With all the lame ducks at the Western Athletic Conference athletic directors meetings, the WAC should be called the QUACK.

For obvious reasons, the planning talks over the past three days in Scottsdale, Ariz., excluded the ADs of the schools leaving for Conference USA after next year (Rice, Southern Methodist, Tulsa and Texas-El Paso).

"For me, it was awkward," Hawaii athletic director Herman Frazier said. "A lot of those people are friends. You sit there and have discussions about issues and then excuse them to talk about the future. The funny thing is a lot of people thought it could've been the other way around. Everyone thought the west teams were going to leave, but as it turns out the east is leaving. It is very awkward. I have no experience with teams leaving a conference."
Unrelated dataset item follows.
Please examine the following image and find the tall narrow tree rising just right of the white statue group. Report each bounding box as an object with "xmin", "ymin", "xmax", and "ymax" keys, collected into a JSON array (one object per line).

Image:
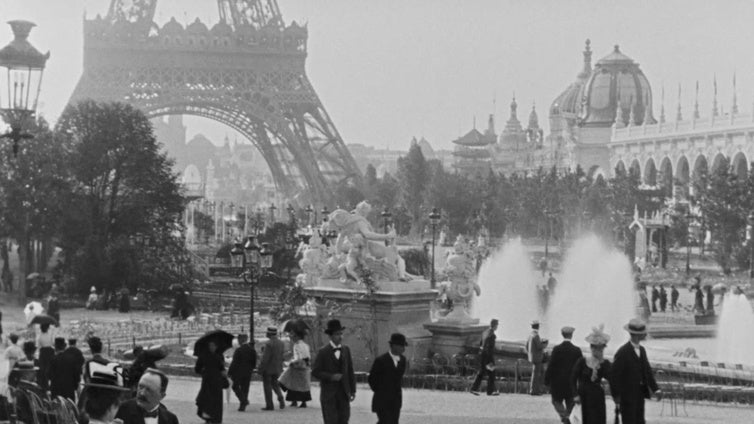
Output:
[{"xmin": 398, "ymin": 143, "xmax": 431, "ymax": 238}]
That's because Frazier is a relative newcomer to the WAC, having spent most of his career at Arizona State of the rock-solid Pac-10.

League commissioner Karl Benson, however, has been in this situation before. He was at his current post when eight schools left to form the Mountain West Conference in 1999.
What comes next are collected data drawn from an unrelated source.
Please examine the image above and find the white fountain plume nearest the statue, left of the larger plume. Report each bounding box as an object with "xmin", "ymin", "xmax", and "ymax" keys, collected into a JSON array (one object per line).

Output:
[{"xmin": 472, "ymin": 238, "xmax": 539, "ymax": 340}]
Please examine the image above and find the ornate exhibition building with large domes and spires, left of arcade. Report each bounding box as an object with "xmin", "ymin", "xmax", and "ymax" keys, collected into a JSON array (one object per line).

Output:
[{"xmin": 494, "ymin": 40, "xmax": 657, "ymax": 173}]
He sounded calm and collected yesterday after the meetings.

"The position we're taking is we have choices, we have options. We're not in any kind of panic or urgent spot," Benson said.

The league's board of directors acted quickly last year when Rice, SMU and Tulsa bolted, picking up New Mexico State and Utah State. The athletic directors of the two new schools, both nicknamed Aggies, attended this week's meetings.

In some ways, losing UTEP is a more stunning blow even though it is just one school. It was the league's oldest member.

Benson and Frazier said the WAC still has to decide how many schools, if any, it wants to invite now.

"We didn't rule out any possibilities. If there's an advantage of being a nine-team league with scheduling, we'll look closely at that," said Benson, who confirmed that Idaho, Louisiana-Lafayette and North Texas are the potential invitees.

Louisiana Tech is "absolutely" remaining in the WAC, Benson said, following printed speculation the Bulldogs might return to the Sun Belt.

Frazier said he prefers a nine-team league so that each football team has four home and four road games and plays all the other schools every year. In the 10-school WAC, schools went two-year stretches without playing each other.

"Four and four is good for everybody," Frazier said. "I want to figure out which of those teams is best for Hawaii. We don't have a lot to choose from. And those are three that have interest in being with us. We'll do our due diligence to see who is the best fit."

Today the ADs meet with the conference football coaches. Beginning tomorrow, Frazier will attend the Fiesta Frolic, an event hosted by the Fiesta Bowl for football coaches and athletic directors from around the country. Frazier said he will work on scheduling at the event.

He doesn't expect to seal any deals this week, but said he is continuing to work on a possible series of games with UCLA starting as early as 2006.

Benson said the WAC's new TV contract with ESPN is still being worked on.